Monday, Sep. 23, 2002
The Kids Stay in the Picture
By Benjamin Nugent
No matter how well they pout and grin, there's one thing all child actors have to be able to do: relax. If you place an ordinary kid opposite Mel Gibson or Susan Sarandon and yell "action," he'll get as stiff and shaky as a screen door in a gale. Rory and Kieran Culkin, younger brothers of Home Alone star Macaulay, don't know from stiff. In this month's Igby Goes Down, in which they play the same prep-school rebel at different points in his life, they seem as at ease on camera as most people are on their couch.
Rory, 13, who plays Gibson's son in the sci-fi blockbuster Signs, sits down for lunch at a fancy Manhattan restaurant and promptly chugs a can of Red Bull energy drink. He then asks his mother to leave, sticks the lemon wedge from her Coke in his mouth and assumes an amiable but bored expression. Interviews, he makes clear, are not scary. Not much seems to intimidate Rory, including his brothers' careers. He says it's a nonissue that they're in the same business: "We don't talk about it. We talk like any other brothers would."
Kieran, 19, is even less daunted. Over Cokes at the same restaurant, different day, he doesn't come off as egotistical or spoiled, just brash. Burr Steers, who directed Igby, in which Kieran stars with Sarandon, likes to recount how he bagged the part: "Kieran comes skipping in and takes one look at me and says, 'You look like s___.' That was it. I knew he was the kid." The incident wasn't a big deal to Kieran, who shares Rory's pale skin and heavy-lidded eyes, which are useful for expressing boredom. "He had rings under his eyes, so yeah, I guess I told him he looked like s___," Kieran says. He shrugs. Business as usual.
Kieran and Rory are unusual actors in that they learned their trade not through training but through exposure on the sets of Macaulay's movies. "I wasn't trying to learn from them. I just kind of knew what to do from them," says Rory. "I grew up on a set, basically." Kieran, who was old enough to play a small part in 1990's Home Alone, went through the same immersion. According to Steers, that experience produced a distinctive style. "They don't realize how technically skilled they are. You don't see the acting, the seams in their work," he says. That's why they're so good. In their films, they look like real kids shuffling through normal ups and downs: when Kieran, as Igby, gets the news that his inheritance will be small, or when Rory informs Gibson he had to kill the family dog, it's easy to forget you're watching drama and not something like real life.

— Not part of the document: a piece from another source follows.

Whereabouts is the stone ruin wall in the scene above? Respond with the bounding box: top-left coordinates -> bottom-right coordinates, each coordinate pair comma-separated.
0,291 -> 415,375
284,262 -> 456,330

Kieran's childhood had plenty of real drama. The Culkins' father Kit is a former actor who had a reputation in the movie industry for taking an unusually aggressive interest in his children's careers. Of the seven Culkin children, only Rory, Kieran and Macaulay, all raised in New York City, are thespians today. But Kieran says he felt intense pressure from Kit to act, and to act the way Kit wanted.
"He'd always say, 'Don't listen to the director; listen to me,'" recalls Kieran. "There were a couple times he'd say, 'I can shut those cameras down. I can pull my son off the set.'" Macaulay has said Kit's stage fathering helped make acting an agonizing experience for him. After trying to lead a relatively normal life in the late '90s, he only recently returned to theater and film. Kit and the Culkins' mother Patricia Brentrup separated in the mid-'90s, and Rory lives with her. He won't say much about his dad or his parents' breakup. Kieran says he hasn't seen Kit in five years; if he hadn't loved the last role he played under his father's auspices, a handicapped kid in The Mighty, he would have quit the business for good. "Right after that movie, my father was out of the picture, and I had the ability to stop, but I had an urge to try to be better," says Kieran. "I'm trying to make it easier for Rory; he didn't have my father there to make it an unpleasant experience. He seems to actually be enjoying it."
And Rory, who plays Michael Douglas' son in an eccentric New York family in the upcoming A Few Good Years, does seem to be enjoying his version of the Culkin childhood. When asked if he prefers being on set to being in school, he rolls his eyes at what he regards as an idiotic question: "Ye-ah." Macaulay took time off from show biz because he wanted a more ordinary life. Rory doesn't.